When we examine the spectral lines emitted by a hydrogen discharge tube, we notice that each line is not a single, sharp wavelength but rather spread over a small range of wavelengths. This phenomenon can be attributed to several factors, but the most likely explanation among the options provided is (a) the Doppler effect, as the gas atoms emitting light are in motion.
Understanding the Doppler Effect
The Doppler effect refers to the change in frequency or wavelength of a wave in relation to an observer moving relative to the wave source. In the context of a hydrogen discharge tube, the gas atoms are in constant motion, and as they emit light, their movement can cause shifts in the observed wavelengths.
How Motion Affects Wavelengths
- Redshift: If an atom is moving away from the observer, the emitted light waves are stretched, resulting in longer wavelengths (redshift).
- Blueshift: Conversely, if an atom is moving towards the observer, the emitted light waves are compressed, leading to shorter wavelengths (blueshift).
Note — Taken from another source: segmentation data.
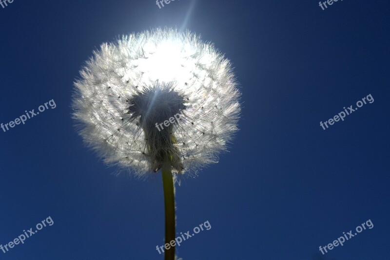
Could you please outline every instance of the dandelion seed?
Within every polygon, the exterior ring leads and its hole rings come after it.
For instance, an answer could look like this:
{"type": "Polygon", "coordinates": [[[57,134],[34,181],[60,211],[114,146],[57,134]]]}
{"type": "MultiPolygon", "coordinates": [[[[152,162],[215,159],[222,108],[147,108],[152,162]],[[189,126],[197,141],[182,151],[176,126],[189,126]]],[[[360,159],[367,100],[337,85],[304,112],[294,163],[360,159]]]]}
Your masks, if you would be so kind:
{"type": "Polygon", "coordinates": [[[169,242],[172,173],[216,162],[237,130],[240,93],[229,61],[189,31],[157,29],[102,44],[80,74],[73,101],[79,134],[108,164],[138,176],[162,170],[169,242]]]}

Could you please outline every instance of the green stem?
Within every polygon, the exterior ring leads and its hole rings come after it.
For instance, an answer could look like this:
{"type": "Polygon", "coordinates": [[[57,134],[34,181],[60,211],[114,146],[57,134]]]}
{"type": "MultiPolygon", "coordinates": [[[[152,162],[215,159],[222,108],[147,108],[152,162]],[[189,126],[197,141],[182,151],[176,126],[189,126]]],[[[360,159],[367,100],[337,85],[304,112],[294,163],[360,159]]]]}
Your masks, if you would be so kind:
{"type": "MultiPolygon", "coordinates": [[[[165,205],[165,243],[175,240],[175,186],[172,173],[169,169],[162,169],[162,184],[164,186],[164,201],[165,205]]],[[[175,246],[165,251],[165,260],[175,260],[175,246]]]]}

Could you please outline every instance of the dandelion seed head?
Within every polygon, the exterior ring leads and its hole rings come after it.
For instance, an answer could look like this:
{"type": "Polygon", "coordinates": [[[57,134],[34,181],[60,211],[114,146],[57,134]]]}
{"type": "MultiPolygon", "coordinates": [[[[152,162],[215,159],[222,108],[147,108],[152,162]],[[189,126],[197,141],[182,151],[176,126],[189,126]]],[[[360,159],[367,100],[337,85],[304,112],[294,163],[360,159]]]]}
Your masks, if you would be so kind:
{"type": "Polygon", "coordinates": [[[79,134],[105,163],[138,176],[216,162],[237,130],[231,63],[189,31],[157,29],[104,43],[80,74],[72,104],[79,134]]]}

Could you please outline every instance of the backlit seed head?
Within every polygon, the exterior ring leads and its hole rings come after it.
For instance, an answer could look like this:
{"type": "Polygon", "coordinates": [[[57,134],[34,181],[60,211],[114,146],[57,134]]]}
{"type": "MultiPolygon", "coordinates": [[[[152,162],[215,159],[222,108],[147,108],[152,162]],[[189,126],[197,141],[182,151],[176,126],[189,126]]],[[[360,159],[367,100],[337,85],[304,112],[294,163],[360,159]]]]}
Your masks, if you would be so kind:
{"type": "Polygon", "coordinates": [[[231,64],[188,31],[104,43],[80,74],[73,101],[80,134],[106,163],[136,175],[216,162],[237,130],[231,64]]]}

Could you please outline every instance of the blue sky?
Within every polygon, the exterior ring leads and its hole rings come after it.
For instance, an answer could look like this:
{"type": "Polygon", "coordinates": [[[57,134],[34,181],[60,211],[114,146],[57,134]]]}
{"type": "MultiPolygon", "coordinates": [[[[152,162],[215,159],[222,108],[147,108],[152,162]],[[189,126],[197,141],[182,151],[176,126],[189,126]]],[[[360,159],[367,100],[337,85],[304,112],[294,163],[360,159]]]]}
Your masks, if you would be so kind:
{"type": "Polygon", "coordinates": [[[219,162],[176,188],[178,232],[212,228],[184,260],[383,260],[390,248],[388,1],[14,0],[0,6],[0,244],[50,216],[1,259],[162,259],[160,175],[112,174],[74,128],[73,83],[101,43],[187,28],[226,54],[241,85],[240,131],[219,162]],[[368,103],[324,130],[370,94],[368,103]],[[363,230],[322,256],[327,245],[363,230]]]}

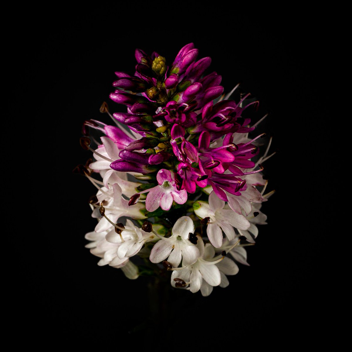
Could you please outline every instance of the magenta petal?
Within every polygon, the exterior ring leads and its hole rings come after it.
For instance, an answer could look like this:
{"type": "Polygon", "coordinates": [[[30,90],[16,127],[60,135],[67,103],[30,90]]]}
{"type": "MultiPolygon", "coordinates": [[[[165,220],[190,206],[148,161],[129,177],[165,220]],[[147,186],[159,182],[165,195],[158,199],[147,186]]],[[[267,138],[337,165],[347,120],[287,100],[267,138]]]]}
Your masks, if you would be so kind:
{"type": "Polygon", "coordinates": [[[162,184],[165,181],[169,182],[172,182],[171,172],[166,169],[162,169],[159,170],[156,175],[156,180],[159,184],[162,184]]]}

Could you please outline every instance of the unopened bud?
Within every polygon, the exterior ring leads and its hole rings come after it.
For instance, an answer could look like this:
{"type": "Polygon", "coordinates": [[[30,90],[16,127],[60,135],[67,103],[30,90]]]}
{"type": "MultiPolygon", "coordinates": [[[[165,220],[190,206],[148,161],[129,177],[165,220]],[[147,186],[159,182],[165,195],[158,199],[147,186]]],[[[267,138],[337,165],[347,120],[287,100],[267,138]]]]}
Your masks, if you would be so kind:
{"type": "Polygon", "coordinates": [[[165,75],[167,68],[165,57],[160,56],[156,57],[152,64],[152,69],[159,76],[165,75]]]}
{"type": "Polygon", "coordinates": [[[89,150],[90,140],[88,137],[81,137],[80,138],[80,144],[85,150],[89,150]]]}
{"type": "Polygon", "coordinates": [[[151,232],[153,231],[153,225],[150,221],[146,220],[142,225],[142,230],[146,232],[151,232]]]}

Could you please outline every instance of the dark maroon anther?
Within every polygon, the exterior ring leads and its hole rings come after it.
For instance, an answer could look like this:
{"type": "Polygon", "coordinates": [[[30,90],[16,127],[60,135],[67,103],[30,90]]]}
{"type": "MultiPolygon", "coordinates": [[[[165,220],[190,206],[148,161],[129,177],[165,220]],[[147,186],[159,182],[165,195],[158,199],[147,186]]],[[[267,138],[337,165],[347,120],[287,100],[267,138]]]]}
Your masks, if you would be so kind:
{"type": "Polygon", "coordinates": [[[198,237],[194,233],[190,232],[188,234],[188,240],[193,244],[197,244],[197,241],[198,240],[198,237]]]}
{"type": "Polygon", "coordinates": [[[89,202],[90,204],[92,203],[93,204],[96,204],[99,201],[98,197],[96,196],[92,196],[89,197],[89,202]]]}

This motion of the atoms creates a range of wavelengths for each spectral line, as different atoms are moving at different velocities relative to the observer. Thus, the spectral lines appear broadened rather than sharp and distinct.
Other Factors Considered
While the Doppler effect is the most significant contributor to the broadening of spectral lines, let's briefly examine the other options:
Recoil of Atoms
Option (b) suggests that the recoil of an atom when it emits a photon could cause broadening. While this does occur, the effect is relatively minor compared to the Doppler effect, especially in a gas where atoms are not tightly bound.
Photon Collisions
Option (c) mentions collisions of photons with free electrons. While such interactions can occur, they typically do not lead to significant broadening of spectral lines in a discharge tube setting.
Energy Level Variations
Option (d) posits that the energy levels in excited atoms differ slightly from those predicted by Bohr's theory. While this is true to some extent due to various factors like fine structure and hyperfine splitting, it does not primarily account for the observed broadening of spectral lines in this context.
Conclusion
In summary, the broadening of spectral lines in a hydrogen discharge tube is predominantly due to the Doppler effect caused by the motion of gas atoms emitting light. This motion results in a range of wavelengths for each spectral line, leading to the observed spread rather than a sharp line. Understanding this concept is crucial for interpreting spectral data in various fields, including astrophysics and quantum mechanics.